Cependant Ysengrin revient au logis. Il a fait bonne chasse, il dépose en entrant force denrées ; puis il va vers ses enfans pour les baiser. Les louveteaux se plaignent à l’envi des injures et des plaies qu’ils ont reçues : « Renart, le vilain roux, nous a sallis, battus, malmenés ; il a dit que nous étions des enfans trouvés et abandonnés ; il a même ajouté contre vous des injures que nous n’avons pas comprises. »

Qu’on se figure maintenant la surprise et la rage d’Ysengrin ! il brait, il hurle, il n’est plus maître de lui. « Ah ! » dit-il, « est-ce moi qu’on devoit traiter ainsi ! Méchante et odieuse épouse, étoit-ce pour donner asile à mon ennemi que je vous ai toujours bien nourrie, richement tenue ? Étoit-ce pour, me voir préférer un puant rousseau tel que Renart ? Par les yeux Dieu ! vous ne porterez pas loin cet outrage ; je vous interdis ma couche ; je vous chasse dès aujourd’hui de la maison, à moins que vous ne fassiez tout ce que je dirai. »

Ce n’étoit pas le moment de répondre de même ton ; Hersent le comprit. « Vous êtes en colère, Ysengrin, » dit-elle, « et la colère est un mauvais conseiller ; je demande l’épreuve du serment et du jugement.
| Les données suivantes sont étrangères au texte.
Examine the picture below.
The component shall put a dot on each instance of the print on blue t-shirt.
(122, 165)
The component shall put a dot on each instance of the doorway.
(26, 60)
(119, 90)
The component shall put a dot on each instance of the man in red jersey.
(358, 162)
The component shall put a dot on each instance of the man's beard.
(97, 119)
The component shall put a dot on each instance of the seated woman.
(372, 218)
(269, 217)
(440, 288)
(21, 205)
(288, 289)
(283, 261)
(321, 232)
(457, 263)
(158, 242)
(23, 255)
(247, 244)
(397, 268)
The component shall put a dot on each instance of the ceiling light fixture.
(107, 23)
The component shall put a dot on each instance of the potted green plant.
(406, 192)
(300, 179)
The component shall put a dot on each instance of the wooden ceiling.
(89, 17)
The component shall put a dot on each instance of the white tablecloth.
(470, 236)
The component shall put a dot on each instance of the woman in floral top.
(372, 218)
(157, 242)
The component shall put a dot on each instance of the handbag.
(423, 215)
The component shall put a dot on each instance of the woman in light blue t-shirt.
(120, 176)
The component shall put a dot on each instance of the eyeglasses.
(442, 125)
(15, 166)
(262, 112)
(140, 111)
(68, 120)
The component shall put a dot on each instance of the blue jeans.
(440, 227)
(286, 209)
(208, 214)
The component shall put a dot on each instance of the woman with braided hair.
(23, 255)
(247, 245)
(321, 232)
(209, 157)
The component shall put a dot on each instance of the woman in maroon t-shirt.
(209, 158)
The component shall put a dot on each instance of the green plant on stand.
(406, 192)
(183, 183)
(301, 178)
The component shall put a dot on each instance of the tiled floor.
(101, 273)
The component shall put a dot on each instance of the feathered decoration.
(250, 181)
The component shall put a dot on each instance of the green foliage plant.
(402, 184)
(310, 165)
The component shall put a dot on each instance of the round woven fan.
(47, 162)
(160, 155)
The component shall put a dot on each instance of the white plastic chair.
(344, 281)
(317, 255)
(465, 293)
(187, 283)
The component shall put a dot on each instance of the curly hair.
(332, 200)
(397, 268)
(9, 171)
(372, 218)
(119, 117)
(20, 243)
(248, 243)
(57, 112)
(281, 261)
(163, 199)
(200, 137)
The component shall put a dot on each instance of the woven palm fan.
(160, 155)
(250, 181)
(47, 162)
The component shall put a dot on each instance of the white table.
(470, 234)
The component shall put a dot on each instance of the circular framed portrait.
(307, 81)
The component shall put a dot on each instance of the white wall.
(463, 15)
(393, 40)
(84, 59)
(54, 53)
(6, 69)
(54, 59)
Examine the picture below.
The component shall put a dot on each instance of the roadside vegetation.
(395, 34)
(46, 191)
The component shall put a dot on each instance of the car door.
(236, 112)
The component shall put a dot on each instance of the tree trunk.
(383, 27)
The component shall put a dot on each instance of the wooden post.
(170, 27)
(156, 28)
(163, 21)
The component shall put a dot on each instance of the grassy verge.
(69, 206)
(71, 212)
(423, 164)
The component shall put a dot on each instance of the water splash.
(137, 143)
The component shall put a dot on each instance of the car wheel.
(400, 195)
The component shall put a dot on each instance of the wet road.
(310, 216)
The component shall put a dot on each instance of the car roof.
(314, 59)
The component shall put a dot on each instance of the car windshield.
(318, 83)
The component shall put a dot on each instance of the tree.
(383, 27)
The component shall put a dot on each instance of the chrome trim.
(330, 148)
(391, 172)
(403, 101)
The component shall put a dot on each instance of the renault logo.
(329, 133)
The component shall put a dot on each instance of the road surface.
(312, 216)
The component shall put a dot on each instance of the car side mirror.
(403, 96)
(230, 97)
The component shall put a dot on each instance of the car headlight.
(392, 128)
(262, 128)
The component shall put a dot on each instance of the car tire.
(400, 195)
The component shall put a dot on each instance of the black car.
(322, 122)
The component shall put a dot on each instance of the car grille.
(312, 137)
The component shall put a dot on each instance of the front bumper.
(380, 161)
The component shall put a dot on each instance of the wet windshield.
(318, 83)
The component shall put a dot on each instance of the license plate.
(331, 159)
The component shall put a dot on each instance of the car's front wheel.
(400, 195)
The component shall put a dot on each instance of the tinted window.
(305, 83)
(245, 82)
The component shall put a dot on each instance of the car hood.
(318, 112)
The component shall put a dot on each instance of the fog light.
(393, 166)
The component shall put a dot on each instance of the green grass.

Qu’on me brûle ou qu’on me pende si je ne sors pas justifiée à vos yeux et devant tout le monde. D’ailleurs, ordonnez ; je ferai tout ce qu’il vous plaira de commander. »

Ces mots eurent le pouvoir de remettre un peu de calme dans le cœur d’Ysengrin. Il regarda ses enfans, fit un pas vers Hersent et finit par l’embrasser, après qu’elle eut répété la promesse de rendre à Renart tout le mal possible, et chaque fois que l’occasion s’en présenteroit.